Augar review of post-18 education – Proposals and politics
Recommendations to cut tuition fees to £7,500 (US$9,470) and restore maintenance grants were supported by a prime minister who had resigned. Perhaps the full implications of the review will come to light once the dust has settled, though they could still be overlooked.
The proposal for a return of grants for disadvantaged students has been widely embraced, including by outgoing Prime Minister Theresa May, who reportedly said last Thursday in response to the review report: “Removing maintenance grants from the least well-off students has not worked and I believe it is time to bring them back.”
But some analysts have argued that fees are unlikely to reduce as government might not want to plug the funding gap between the current fee maximum of £9,250 and the proposed £7,500 – another recommendation is for government to top up the shortfall with £2 billion in direct teaching grants. There has been much criticism of a proposal to extend student loan repayments from 30 to 40 years.
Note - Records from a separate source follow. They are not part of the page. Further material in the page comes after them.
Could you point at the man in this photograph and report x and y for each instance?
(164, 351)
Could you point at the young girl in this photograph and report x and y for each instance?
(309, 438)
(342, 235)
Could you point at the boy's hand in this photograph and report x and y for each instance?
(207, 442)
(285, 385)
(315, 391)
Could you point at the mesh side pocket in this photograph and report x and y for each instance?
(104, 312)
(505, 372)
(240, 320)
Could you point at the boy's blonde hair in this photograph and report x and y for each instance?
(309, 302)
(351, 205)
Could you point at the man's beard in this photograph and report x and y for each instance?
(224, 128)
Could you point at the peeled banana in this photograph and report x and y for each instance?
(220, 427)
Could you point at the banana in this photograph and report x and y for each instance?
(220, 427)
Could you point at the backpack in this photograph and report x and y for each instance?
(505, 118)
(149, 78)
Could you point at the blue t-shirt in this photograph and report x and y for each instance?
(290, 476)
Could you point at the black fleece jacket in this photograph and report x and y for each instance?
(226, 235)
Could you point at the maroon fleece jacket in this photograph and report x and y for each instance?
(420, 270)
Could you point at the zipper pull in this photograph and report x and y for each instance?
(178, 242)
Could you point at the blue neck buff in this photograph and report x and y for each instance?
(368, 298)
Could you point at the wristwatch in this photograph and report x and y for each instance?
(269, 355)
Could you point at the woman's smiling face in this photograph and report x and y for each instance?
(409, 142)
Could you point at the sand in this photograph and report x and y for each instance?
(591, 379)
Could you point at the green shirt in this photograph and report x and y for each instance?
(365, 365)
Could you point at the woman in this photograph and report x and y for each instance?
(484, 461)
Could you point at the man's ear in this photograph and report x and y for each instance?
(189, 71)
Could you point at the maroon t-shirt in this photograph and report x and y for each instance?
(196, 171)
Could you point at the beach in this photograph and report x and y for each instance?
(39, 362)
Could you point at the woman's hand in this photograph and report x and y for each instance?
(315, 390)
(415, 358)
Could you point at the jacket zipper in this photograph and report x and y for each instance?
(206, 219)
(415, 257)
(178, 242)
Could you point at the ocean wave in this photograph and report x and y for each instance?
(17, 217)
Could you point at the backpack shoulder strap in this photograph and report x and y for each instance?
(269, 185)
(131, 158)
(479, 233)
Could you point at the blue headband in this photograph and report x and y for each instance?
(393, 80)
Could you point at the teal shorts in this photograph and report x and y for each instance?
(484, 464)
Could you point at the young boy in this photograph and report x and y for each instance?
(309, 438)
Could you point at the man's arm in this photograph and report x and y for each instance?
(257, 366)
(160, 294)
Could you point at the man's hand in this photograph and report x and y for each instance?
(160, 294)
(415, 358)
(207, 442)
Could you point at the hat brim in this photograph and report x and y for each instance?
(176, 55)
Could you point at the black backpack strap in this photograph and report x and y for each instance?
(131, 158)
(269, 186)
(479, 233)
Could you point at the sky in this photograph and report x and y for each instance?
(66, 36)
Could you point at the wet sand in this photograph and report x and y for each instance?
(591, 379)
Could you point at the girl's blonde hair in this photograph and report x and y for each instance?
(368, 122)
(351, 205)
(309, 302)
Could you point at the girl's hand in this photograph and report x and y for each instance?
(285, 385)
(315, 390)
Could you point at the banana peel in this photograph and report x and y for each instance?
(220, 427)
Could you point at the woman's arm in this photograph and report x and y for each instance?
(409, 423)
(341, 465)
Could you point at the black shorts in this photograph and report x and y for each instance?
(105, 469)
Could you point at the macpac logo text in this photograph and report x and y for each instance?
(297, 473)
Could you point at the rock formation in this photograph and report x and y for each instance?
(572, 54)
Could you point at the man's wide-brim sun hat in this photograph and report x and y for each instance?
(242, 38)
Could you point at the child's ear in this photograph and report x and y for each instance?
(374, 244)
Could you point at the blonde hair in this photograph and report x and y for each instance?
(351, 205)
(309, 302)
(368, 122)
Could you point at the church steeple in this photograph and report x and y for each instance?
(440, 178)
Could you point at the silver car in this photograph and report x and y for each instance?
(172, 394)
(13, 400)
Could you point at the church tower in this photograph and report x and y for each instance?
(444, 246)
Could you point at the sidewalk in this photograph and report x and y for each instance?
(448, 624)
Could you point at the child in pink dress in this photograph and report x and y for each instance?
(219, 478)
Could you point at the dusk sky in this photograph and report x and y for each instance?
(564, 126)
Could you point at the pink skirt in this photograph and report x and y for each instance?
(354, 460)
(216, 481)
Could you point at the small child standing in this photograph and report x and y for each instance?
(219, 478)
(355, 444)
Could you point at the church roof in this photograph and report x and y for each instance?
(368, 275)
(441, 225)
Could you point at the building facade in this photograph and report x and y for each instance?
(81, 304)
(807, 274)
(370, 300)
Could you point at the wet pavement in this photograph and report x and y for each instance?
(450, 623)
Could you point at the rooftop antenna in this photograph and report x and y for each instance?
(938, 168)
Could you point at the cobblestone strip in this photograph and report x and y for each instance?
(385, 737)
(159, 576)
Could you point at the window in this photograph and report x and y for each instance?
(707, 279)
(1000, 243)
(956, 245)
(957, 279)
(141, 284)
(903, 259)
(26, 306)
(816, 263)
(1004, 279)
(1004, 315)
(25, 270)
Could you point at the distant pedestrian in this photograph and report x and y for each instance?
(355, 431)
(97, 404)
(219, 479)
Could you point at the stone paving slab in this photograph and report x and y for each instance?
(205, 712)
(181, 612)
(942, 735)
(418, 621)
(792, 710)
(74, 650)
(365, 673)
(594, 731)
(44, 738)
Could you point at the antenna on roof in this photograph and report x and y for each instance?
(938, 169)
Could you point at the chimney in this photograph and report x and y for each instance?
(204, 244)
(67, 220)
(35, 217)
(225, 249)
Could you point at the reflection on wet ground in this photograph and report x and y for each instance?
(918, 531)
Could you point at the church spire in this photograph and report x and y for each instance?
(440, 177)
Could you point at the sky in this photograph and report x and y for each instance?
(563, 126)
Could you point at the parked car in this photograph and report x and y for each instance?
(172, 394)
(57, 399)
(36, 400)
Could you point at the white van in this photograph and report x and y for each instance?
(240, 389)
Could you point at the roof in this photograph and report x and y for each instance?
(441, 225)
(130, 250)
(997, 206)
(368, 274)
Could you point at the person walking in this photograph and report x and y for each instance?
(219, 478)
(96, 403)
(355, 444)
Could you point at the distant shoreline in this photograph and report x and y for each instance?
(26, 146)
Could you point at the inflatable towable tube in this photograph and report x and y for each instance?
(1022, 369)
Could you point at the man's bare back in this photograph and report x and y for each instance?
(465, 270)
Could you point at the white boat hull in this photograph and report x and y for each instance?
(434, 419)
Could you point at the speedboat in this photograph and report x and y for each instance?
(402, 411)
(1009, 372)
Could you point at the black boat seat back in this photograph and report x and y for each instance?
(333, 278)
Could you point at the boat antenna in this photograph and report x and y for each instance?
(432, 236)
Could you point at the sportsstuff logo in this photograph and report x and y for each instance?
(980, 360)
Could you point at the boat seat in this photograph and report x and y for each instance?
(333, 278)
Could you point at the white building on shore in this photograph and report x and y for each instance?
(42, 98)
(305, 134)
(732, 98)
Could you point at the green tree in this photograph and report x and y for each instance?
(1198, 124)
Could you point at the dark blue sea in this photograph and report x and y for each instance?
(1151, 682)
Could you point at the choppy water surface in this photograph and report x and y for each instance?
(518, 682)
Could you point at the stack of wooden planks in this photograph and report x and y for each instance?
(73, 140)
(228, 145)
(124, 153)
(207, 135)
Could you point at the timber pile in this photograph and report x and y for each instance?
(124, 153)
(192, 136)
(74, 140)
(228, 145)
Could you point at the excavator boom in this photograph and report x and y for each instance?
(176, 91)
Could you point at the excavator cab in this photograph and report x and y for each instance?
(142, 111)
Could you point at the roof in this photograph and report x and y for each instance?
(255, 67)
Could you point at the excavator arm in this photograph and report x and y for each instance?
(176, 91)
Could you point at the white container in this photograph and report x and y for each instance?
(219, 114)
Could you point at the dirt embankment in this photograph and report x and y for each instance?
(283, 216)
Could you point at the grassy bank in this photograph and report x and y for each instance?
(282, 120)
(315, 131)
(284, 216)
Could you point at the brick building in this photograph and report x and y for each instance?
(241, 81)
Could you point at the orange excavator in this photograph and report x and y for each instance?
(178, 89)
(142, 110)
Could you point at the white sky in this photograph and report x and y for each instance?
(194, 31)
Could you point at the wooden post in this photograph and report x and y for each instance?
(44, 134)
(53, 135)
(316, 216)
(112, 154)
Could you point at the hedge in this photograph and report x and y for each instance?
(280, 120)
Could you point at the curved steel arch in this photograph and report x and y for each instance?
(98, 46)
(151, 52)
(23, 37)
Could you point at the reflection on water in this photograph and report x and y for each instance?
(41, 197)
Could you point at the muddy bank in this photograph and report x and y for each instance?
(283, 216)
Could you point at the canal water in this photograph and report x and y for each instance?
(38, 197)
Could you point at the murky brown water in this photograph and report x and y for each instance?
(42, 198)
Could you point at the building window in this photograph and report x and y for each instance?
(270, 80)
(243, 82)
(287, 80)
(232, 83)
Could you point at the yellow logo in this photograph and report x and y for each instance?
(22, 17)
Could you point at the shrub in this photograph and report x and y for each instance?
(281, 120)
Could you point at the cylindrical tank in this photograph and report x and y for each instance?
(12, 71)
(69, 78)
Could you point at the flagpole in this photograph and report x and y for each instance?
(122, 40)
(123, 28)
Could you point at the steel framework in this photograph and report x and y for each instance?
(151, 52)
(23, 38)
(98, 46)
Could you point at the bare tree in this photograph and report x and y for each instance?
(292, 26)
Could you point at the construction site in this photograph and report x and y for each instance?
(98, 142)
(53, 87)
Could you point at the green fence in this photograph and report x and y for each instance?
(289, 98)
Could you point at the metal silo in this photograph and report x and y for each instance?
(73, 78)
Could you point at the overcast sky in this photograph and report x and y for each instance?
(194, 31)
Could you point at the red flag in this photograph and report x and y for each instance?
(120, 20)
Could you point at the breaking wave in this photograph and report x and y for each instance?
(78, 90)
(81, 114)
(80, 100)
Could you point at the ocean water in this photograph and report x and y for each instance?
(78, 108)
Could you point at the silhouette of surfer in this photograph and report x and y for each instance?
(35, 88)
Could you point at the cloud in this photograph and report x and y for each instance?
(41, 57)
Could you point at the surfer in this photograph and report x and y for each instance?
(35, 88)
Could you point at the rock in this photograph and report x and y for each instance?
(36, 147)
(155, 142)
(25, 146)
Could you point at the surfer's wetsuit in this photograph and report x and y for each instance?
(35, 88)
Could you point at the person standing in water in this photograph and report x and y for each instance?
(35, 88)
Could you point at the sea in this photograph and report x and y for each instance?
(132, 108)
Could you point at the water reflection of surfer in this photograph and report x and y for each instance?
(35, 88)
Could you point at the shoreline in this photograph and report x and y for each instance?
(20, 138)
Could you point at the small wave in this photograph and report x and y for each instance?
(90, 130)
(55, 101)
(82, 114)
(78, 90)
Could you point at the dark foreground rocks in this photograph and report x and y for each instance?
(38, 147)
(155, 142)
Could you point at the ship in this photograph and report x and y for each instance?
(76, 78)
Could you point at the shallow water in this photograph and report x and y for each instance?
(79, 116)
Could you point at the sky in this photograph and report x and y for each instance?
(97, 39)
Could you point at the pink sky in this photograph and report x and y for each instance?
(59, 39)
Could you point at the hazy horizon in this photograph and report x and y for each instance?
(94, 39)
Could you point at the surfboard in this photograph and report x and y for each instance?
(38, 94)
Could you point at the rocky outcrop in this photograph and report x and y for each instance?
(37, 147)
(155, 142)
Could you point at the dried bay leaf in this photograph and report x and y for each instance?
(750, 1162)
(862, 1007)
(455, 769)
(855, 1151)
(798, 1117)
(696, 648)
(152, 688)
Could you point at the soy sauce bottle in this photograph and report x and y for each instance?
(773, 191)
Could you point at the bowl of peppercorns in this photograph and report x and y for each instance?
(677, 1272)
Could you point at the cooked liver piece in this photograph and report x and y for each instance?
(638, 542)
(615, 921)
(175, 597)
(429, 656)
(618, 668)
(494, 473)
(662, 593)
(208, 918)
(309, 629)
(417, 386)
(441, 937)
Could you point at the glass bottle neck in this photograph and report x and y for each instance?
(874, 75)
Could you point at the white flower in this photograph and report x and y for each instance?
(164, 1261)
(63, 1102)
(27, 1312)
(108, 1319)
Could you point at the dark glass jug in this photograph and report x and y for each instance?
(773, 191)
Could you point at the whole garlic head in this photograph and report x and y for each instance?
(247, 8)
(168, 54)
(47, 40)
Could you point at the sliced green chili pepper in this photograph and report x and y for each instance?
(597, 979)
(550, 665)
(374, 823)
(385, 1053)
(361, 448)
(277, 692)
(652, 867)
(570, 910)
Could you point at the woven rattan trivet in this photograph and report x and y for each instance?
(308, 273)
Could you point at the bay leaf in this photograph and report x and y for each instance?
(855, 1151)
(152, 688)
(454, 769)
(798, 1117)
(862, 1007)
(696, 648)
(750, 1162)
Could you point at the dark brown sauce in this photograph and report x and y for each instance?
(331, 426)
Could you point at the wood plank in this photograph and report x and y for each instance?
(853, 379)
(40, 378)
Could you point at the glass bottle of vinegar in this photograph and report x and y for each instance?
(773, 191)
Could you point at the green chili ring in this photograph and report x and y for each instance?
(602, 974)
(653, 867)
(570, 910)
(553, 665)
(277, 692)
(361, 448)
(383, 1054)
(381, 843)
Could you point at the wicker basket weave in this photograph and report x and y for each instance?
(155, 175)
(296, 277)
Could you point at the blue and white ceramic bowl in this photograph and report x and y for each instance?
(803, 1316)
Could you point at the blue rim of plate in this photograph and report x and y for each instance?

The Review of Post-18 Education and Funding was announced by May in February 2018, headed by Philip Augar, a financial services expert and author with a PhD in history and a visiting fellowship at the Institute of Historical Research.
In October 2017, May had announced a freeze on tuition fees for 2018-19 and an increase to £25,000 in the amount graduates earn before they start repaying their fees.
The panel report to the Review of Post-18 Education and Funding said there was “much to be celebrated in England’s post-compulsory education system”. Record numbers of young people – and young people from disadvantaged backgrounds in particular – were entering higher education and many universities were making a considerable civic contribution.
Its proposals aim to build on the system’s strengths by identifying areas where it can be improved. The review’s objectives were to provide a joined-up system that “is accessible to all, supported by a funding system that provides value for money and works for students and taxpayers, incentivises choice and competition across the sector and encourages the development of the skills that we need as a country”.
The review’s core message is the need to tackle the disparity between the 50% of young people attending higher education and the other 50% who do not. “Doing so is a matter of fairness and equity and is likely to bring considerable social and economic benefits to individuals and the country at large.”
The review’s recommendations across the post-18 education sector are:
- • Strengthening technical education.
- • Increasing opportunities for everyone.
- • Reforming and refunding the further education college network.
- • Bearing down on low value higher education.
- • Addressing higher education funding.
- • Increasing flexibility and lifetime learning.
- • Supporting disadvantaged students.
- • Ensuring those who benefit from higher education contribute fairly.
- • Improving the apprenticeship offer.
Higher education recommendations
In higher education, the review’s focus is on undergraduate education. There are 141 higher education institutions in England, of which 100 are full-scale publicly funded universities and the rest are specialist, postgraduate or privately funded institutions.
The proportion of young people entering higher education has risen from below 20% in 1990 to nearly 50%. Today there are 1.44 million undergraduates – including 210,000 European Union and international undergraduates – of which 1.24 million are full-time.
Nationally, the university sector contributed £21.5 billion to gross domestic product in 2014-15, representing 1.2% of GDP. In 2017-18, the academic workforce totalled nearly 212,000 and there were 218,000 non-academic staff. In 2016, revenue from a total of 460,000 international students was £11.9 billion.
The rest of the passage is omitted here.